Sending batches of SPs at one time from Application

  • The developers I am working with are taking to the idea of stored procedures which is great. Problem is now they seem to be sending batches of stored procedures at the server at one time. I don't think this is beneficial. Here is an example of what I am getting thrown at the server

    EXEC [DBO].[GET_XXXCONTACTS] @P_TRANSACTIONSID; EXEC [DBO].[GET_XXXASSIGNEDCONTACTS] @P_TRANSACTIONSID; EXEC [DBO].[GET_XXXTRANSACTIONS] @P_TRANSACTIONSID; EXEC [DBO].[GET_XXXCOST] @P_TRANSACTIONSID; EXEC [DBO].[GET_XXXRATE] @P_TRANSACTIONSID; EXEC [DBO].[GET_TAXRATEG] @P_TRANSACTIONSID; EXEC [DBO].[GET_PO] @P_TRANSACTIONSID;

    I have removed most of the other transactions. There are about 25-30 of them. Here are the issues I have with this -

    1) Makes performance debugging a nightmare. All transactions taking 860 micro Secs currently. I can not see what one transaction is taking.

    2) From the application side is there really a benefit to hitting the server once vs 30 times. I know on the server it is still processing 30 commands so I can not imagine a speed gain here

    3) I would think I/O would suffer trying to jam a bunch of data through the network

    Any thoughts would be appreciated

  • I agree with you, it is an ugly and not scalable way to interact with a database server. They should pull all of the rows they need relating to a given transactionID in one batch and receive it as a result set.

    I sympathize.

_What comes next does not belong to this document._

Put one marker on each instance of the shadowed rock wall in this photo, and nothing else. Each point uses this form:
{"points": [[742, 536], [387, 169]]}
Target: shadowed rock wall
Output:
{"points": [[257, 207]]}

The sad part about all of this is that the typical developer doesn't understand the power of set based processing and efficiency of relational logic. Rarely in my career have I seen a development project leverage the database architecture as a major part of a system design. Subsequently they almost always experience performance and scalability issues later on.

    All you can do is send a memo stating your concerns and recommendations and reasons why (be sure and save a copy of it for later when the finger pointing starts). Good Luck.

    The probability of survival is inversely proportional to the angle of arrival.

  • I understand what you are saying because I feel that way often...Problem is I am the chosen Gatekeeper or Architect. They will listen if I steer them in the correct direction. I just want to make sure that I fuel my argument (many to one). So I am hoping that you and others can give concrete examples where this approach fails.

  • Well here are two concrete reasons why not to do it the way they are doing it:

    1) Performance: there is a overhead associated with each batch, from the network latency of the packets being sent to the result coming back. Each transaction increases contention on the server and a fair amount of work is involved in setting up and optimizing each query (batch). It is much better to do this overhead one time for X amount of data instead X times for X amount of data.

    2) data integrity: The only way to guarantee that all the separate pieces of information relating to a given transactionID are consistent and correct is to request them and return then in a single transaction. Remember, the data can change between the time the first batch is sent and the last batch is sent. This can be the source for a very bad bugs in your application. Data integrity/consistency is job #1 for DBAs (whether developers understand the concept or not).

    The probability of survival is inversely proportional to the angle of arrival.

  • JKSQL (5/12/2011)


    The developers I am working with are taking to the idea of stored procedures which is great. Problem is now they seem to be sending batches of stored procedures at the server at one time. I don't think this is beneficial. Here is an example of what I am getting thrown at the server

    EXEC [DBO].[GET_XXXCONTACTS] @P_TRANSACTIONSID; EXEC [DBO].[GET_XXXASSIGNEDCONTACTS] @P_TRANSACTIONSID; EXEC [DBO].[GET_XXXTRANSACTIONS] @P_TRANSACTIONSID; EXEC [DBO].[GET_XXXCOST] @P_TRANSACTIONSID; EXEC [DBO].[GET_XXXRATE] @P_TRANSACTIONSID; EXEC [DBO].[GET_TAXRATEG] @P_TRANSACTIONSID; EXEC [DBO].[GET_PO] @P_TRANSACTIONSID;

    1) Makes performance debugging a nightmare. All transactions taking 860 micro Secs currently. I can not see what one transaction is taking.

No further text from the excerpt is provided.